People should really read more hume if they're going to weigh in on philosophy of science.
TwoPhonesOneKid
·l’année dernière·discuss
That seems like the kind of behavior that would drastically vary from place to place and culture to culture. Just compare Rwanda with the DRC, for instance—neighboring countries with nearly polar-opposite reputation of how corruption is expressed. The DRC's corruption (aka Tshisekedi) means very low centralized control and an incredibly brutal multi-front civil war. Kagame's style has led to one of the most authoritarian countries on earth, albeit one with very low crime rates. That these are bordering countries with overlapping cultures and peoples and these places produce such wildly different expression of societies (as of today, that is) is quite illustrative.

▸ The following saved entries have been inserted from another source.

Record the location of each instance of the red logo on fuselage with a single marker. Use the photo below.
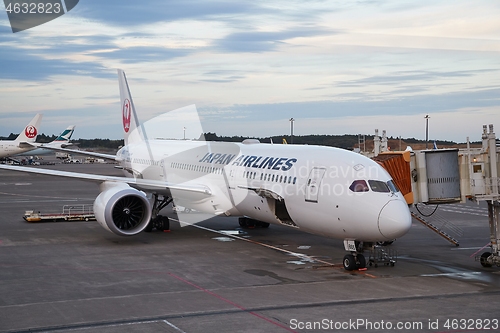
(30, 131)
(126, 115)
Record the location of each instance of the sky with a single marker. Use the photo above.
(335, 67)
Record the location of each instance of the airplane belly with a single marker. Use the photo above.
(336, 219)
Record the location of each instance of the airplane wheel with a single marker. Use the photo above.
(362, 261)
(243, 222)
(483, 261)
(165, 222)
(149, 227)
(349, 262)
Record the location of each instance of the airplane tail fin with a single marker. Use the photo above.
(30, 132)
(65, 136)
(132, 130)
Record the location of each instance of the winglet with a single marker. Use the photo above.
(30, 132)
(132, 130)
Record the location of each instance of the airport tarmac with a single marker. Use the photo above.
(216, 277)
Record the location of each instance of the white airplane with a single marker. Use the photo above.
(321, 190)
(25, 140)
(62, 141)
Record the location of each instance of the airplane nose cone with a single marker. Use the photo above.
(394, 220)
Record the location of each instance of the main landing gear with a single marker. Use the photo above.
(354, 260)
(248, 223)
(160, 222)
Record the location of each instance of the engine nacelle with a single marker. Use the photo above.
(122, 209)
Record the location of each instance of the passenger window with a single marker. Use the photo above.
(359, 186)
(379, 186)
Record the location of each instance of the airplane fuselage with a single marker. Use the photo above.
(9, 148)
(311, 188)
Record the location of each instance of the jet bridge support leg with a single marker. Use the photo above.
(489, 259)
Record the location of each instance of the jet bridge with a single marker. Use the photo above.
(443, 176)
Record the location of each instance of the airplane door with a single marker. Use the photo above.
(313, 184)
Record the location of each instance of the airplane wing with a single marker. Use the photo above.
(140, 184)
(80, 152)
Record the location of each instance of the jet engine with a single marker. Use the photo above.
(122, 209)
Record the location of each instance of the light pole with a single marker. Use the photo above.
(426, 130)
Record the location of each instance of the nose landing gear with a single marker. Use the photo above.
(354, 260)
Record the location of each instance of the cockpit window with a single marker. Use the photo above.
(379, 186)
(393, 186)
(359, 186)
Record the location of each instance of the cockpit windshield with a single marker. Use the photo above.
(359, 186)
(379, 186)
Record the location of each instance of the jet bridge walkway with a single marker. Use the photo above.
(444, 176)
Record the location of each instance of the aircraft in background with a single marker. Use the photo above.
(321, 190)
(62, 141)
(25, 141)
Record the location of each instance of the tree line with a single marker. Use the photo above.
(346, 141)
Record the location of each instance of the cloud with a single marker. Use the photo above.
(132, 13)
(263, 41)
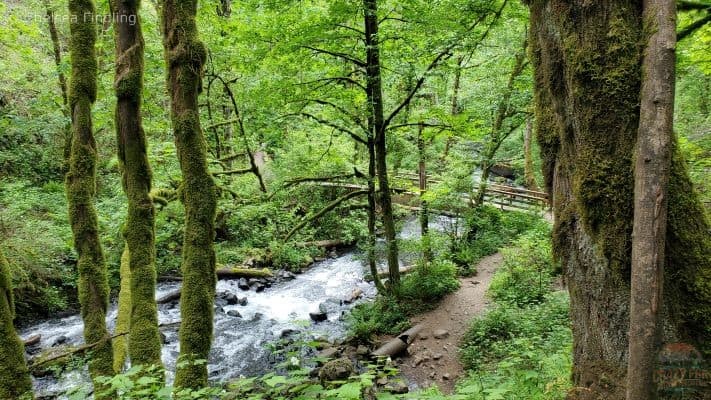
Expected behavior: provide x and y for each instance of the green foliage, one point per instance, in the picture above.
(485, 230)
(526, 274)
(429, 282)
(385, 315)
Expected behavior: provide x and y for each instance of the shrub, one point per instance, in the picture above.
(526, 274)
(430, 282)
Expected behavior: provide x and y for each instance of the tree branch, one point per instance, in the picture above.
(323, 211)
(336, 54)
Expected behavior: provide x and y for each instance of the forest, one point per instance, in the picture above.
(341, 199)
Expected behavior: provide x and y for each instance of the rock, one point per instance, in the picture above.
(335, 370)
(398, 387)
(231, 299)
(32, 340)
(328, 352)
(287, 332)
(440, 334)
(318, 316)
(362, 350)
(60, 341)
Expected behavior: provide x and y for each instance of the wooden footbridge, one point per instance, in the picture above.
(406, 192)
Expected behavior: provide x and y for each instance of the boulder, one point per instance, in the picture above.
(318, 316)
(440, 334)
(335, 370)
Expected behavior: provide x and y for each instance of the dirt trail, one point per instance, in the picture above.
(433, 360)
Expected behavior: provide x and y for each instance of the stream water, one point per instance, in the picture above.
(240, 345)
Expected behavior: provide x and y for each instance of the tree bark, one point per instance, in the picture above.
(81, 191)
(375, 103)
(498, 134)
(185, 57)
(144, 342)
(653, 160)
(15, 382)
(528, 173)
(587, 59)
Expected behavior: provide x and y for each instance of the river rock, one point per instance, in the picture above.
(231, 299)
(398, 387)
(335, 370)
(440, 334)
(328, 352)
(60, 341)
(318, 316)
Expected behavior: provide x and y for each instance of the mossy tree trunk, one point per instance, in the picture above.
(587, 59)
(185, 57)
(15, 380)
(81, 190)
(123, 315)
(144, 344)
(375, 105)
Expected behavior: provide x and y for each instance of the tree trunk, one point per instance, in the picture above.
(15, 382)
(144, 343)
(424, 213)
(375, 102)
(498, 133)
(185, 57)
(123, 314)
(455, 102)
(528, 173)
(81, 191)
(653, 159)
(587, 72)
(372, 240)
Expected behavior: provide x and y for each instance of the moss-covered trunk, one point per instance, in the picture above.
(15, 380)
(81, 190)
(144, 344)
(123, 314)
(185, 57)
(375, 106)
(586, 57)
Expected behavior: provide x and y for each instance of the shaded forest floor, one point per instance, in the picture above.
(434, 359)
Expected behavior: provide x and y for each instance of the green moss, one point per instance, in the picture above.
(81, 186)
(123, 319)
(144, 344)
(15, 380)
(688, 258)
(185, 56)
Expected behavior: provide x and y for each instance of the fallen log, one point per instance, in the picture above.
(230, 273)
(32, 340)
(168, 297)
(327, 244)
(386, 274)
(399, 344)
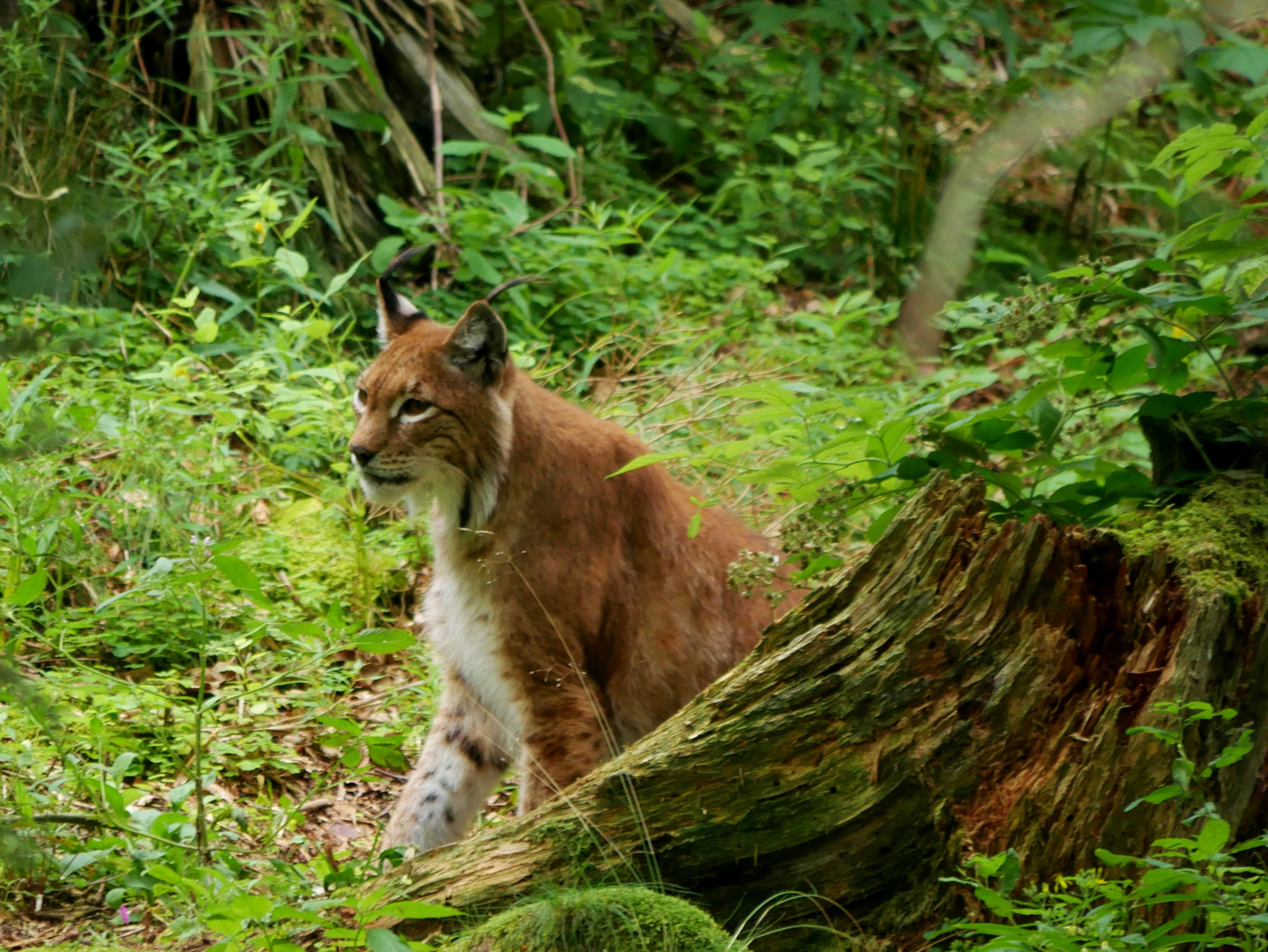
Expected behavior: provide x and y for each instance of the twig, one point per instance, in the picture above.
(76, 819)
(573, 193)
(437, 156)
(543, 219)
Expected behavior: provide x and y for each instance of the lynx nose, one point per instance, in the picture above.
(362, 455)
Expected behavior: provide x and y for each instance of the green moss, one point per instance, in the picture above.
(608, 919)
(1219, 539)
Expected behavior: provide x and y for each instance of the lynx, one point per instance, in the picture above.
(570, 610)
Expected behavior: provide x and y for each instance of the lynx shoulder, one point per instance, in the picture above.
(571, 611)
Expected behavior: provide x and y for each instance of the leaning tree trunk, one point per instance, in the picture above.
(967, 686)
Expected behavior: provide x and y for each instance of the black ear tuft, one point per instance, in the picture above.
(396, 313)
(506, 286)
(477, 345)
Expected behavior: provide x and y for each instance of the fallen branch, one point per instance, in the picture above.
(956, 691)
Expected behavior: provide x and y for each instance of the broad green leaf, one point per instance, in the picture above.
(648, 459)
(340, 280)
(291, 264)
(382, 640)
(465, 147)
(384, 941)
(29, 588)
(384, 251)
(1213, 836)
(362, 122)
(481, 266)
(301, 629)
(237, 573)
(298, 509)
(995, 902)
(205, 329)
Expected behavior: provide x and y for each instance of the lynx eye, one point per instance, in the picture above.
(414, 410)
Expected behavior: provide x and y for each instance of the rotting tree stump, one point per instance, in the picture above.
(966, 688)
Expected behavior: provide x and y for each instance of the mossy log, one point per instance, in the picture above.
(967, 686)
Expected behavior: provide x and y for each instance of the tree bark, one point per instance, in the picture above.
(966, 688)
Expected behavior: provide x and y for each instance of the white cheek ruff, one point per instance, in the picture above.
(419, 417)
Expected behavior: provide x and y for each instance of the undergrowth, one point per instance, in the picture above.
(211, 688)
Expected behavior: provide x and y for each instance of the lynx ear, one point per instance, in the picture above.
(477, 345)
(396, 313)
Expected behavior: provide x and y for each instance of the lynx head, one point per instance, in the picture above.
(434, 410)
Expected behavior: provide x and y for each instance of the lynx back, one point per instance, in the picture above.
(571, 611)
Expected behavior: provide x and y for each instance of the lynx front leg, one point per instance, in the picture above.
(462, 760)
(567, 738)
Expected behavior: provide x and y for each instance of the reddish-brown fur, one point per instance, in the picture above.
(571, 611)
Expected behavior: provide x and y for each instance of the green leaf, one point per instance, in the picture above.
(912, 468)
(301, 629)
(880, 524)
(481, 266)
(694, 525)
(384, 251)
(995, 902)
(648, 459)
(291, 264)
(362, 122)
(384, 941)
(239, 575)
(341, 279)
(205, 330)
(382, 640)
(29, 588)
(549, 145)
(1213, 836)
(465, 147)
(416, 911)
(300, 220)
(1160, 405)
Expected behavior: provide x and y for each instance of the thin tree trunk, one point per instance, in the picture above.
(967, 686)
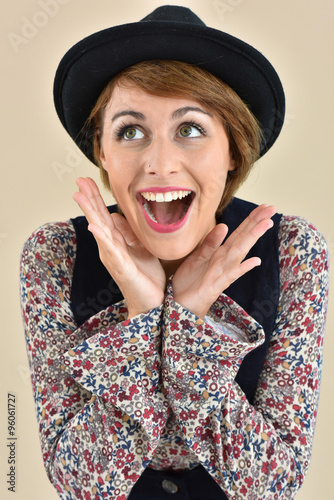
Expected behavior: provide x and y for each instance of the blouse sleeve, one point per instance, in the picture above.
(260, 451)
(97, 394)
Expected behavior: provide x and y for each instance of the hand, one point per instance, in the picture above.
(212, 267)
(138, 274)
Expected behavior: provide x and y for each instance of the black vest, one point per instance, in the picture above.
(257, 292)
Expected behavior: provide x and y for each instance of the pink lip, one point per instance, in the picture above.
(161, 228)
(162, 189)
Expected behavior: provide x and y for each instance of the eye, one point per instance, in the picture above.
(128, 132)
(191, 130)
(132, 133)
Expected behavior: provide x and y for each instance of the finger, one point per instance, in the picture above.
(108, 246)
(251, 229)
(125, 229)
(88, 187)
(211, 242)
(243, 244)
(91, 203)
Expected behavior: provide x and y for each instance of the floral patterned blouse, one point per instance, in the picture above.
(115, 396)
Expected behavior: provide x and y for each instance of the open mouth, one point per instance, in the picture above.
(166, 208)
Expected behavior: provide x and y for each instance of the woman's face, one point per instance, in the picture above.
(167, 161)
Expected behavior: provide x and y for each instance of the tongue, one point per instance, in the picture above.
(168, 212)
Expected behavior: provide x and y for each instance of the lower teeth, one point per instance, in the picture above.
(151, 215)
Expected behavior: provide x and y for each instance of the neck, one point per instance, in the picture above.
(170, 266)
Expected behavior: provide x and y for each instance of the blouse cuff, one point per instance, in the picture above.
(199, 362)
(120, 363)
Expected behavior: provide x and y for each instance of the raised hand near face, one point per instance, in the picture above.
(138, 273)
(213, 266)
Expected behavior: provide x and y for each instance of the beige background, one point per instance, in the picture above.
(40, 165)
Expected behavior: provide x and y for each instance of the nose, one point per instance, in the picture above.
(161, 158)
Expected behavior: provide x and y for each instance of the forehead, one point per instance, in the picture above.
(131, 97)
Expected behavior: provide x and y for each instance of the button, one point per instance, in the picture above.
(169, 486)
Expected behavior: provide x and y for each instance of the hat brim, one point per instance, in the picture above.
(90, 64)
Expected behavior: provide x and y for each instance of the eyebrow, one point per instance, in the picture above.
(178, 113)
(135, 114)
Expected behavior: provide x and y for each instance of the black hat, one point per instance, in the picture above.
(174, 33)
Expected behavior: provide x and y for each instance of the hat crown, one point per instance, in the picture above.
(174, 13)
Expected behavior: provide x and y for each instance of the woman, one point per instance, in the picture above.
(181, 355)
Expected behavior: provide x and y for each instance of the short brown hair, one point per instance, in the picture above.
(177, 79)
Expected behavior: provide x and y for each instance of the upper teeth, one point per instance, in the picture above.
(168, 196)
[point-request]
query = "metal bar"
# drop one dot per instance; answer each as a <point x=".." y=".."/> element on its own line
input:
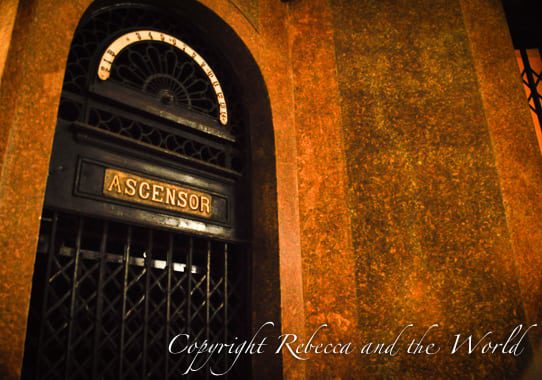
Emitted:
<point x="532" y="84"/>
<point x="134" y="261"/>
<point x="148" y="273"/>
<point x="189" y="292"/>
<point x="126" y="259"/>
<point x="99" y="301"/>
<point x="50" y="258"/>
<point x="169" y="260"/>
<point x="208" y="301"/>
<point x="226" y="297"/>
<point x="73" y="294"/>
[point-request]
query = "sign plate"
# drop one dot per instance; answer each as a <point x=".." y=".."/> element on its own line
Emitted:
<point x="135" y="189"/>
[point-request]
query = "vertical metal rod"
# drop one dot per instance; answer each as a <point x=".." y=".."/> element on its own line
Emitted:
<point x="99" y="301"/>
<point x="169" y="260"/>
<point x="148" y="269"/>
<point x="51" y="254"/>
<point x="532" y="84"/>
<point x="73" y="296"/>
<point x="226" y="297"/>
<point x="125" y="259"/>
<point x="208" y="302"/>
<point x="189" y="292"/>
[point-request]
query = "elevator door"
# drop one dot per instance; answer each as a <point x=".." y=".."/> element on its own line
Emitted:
<point x="143" y="233"/>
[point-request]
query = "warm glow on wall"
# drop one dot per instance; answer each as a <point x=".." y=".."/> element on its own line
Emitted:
<point x="535" y="62"/>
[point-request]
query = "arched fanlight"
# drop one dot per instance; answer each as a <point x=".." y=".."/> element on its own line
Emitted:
<point x="163" y="73"/>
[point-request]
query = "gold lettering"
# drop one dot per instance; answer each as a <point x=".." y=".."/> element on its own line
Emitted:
<point x="156" y="192"/>
<point x="130" y="187"/>
<point x="193" y="201"/>
<point x="170" y="196"/>
<point x="115" y="183"/>
<point x="205" y="205"/>
<point x="164" y="195"/>
<point x="147" y="194"/>
<point x="181" y="202"/>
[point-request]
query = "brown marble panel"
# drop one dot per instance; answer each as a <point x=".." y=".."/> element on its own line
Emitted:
<point x="514" y="142"/>
<point x="30" y="92"/>
<point x="328" y="262"/>
<point x="429" y="225"/>
<point x="250" y="9"/>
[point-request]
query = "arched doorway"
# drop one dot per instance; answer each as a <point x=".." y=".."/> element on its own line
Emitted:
<point x="146" y="227"/>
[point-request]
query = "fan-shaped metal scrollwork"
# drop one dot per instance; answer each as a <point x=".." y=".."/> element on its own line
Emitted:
<point x="166" y="73"/>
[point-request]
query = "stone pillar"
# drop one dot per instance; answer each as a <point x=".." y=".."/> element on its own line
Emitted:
<point x="442" y="171"/>
<point x="29" y="92"/>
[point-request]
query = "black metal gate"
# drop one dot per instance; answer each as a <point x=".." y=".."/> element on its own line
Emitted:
<point x="143" y="235"/>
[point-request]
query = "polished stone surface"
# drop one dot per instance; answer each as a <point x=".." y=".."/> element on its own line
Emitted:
<point x="429" y="223"/>
<point x="406" y="176"/>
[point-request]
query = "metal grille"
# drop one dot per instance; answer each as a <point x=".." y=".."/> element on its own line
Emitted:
<point x="531" y="78"/>
<point x="163" y="74"/>
<point x="108" y="298"/>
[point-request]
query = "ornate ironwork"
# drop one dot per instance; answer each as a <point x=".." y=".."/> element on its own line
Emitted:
<point x="109" y="297"/>
<point x="157" y="70"/>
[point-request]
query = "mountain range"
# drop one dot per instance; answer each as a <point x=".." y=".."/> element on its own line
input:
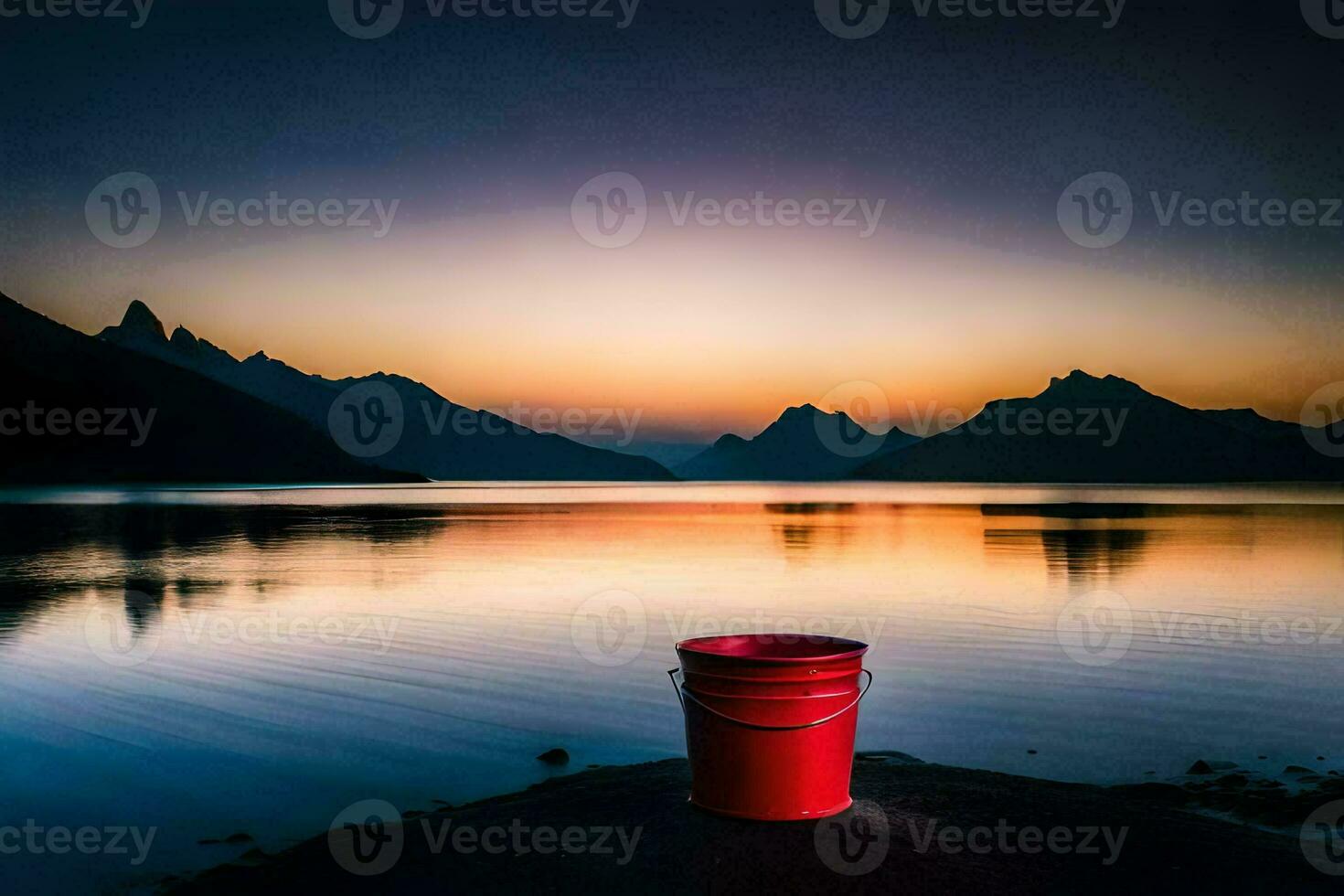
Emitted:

There are certainly some ways that the behavior of countries can be painted with a wide brush, but each country still has unique dysfunctions and strengths. It's very difficult to say anything broadly applicable that doesn't have glaring exceptions undercutting the premise.

This is especially, especially true in places with great restrictions on freedom of the press—Rwanda's image is almost certainly partially fabricated, but it's very difficult to interpret the state of affairs from outside the country.

Corruption is certainly a constant across all countries, but the form the corruption takes is very dynamic.
TwoPhonesOneKid
·l’année dernière·discuss
> Nobody sane is going to share all their personal data (about everything) with a fly-by-night random AI app/company.

They absolutely will if the tech giants refuse to work with each others' data silos.
TwoPhonesOneKid
·l’année dernière·discuss
That actually makes sense from the perspective of a state managing its labor force, though. That's just smart. "Diversity" for its own sake is just meaningless centrist bullshit.
TwoPhonesOneKid
·l’année dernière·discuss
> no there aren't. there just aren't.

You do realize we all know it's impossible to have any degree of certainty in asserting the non-existence of something, right?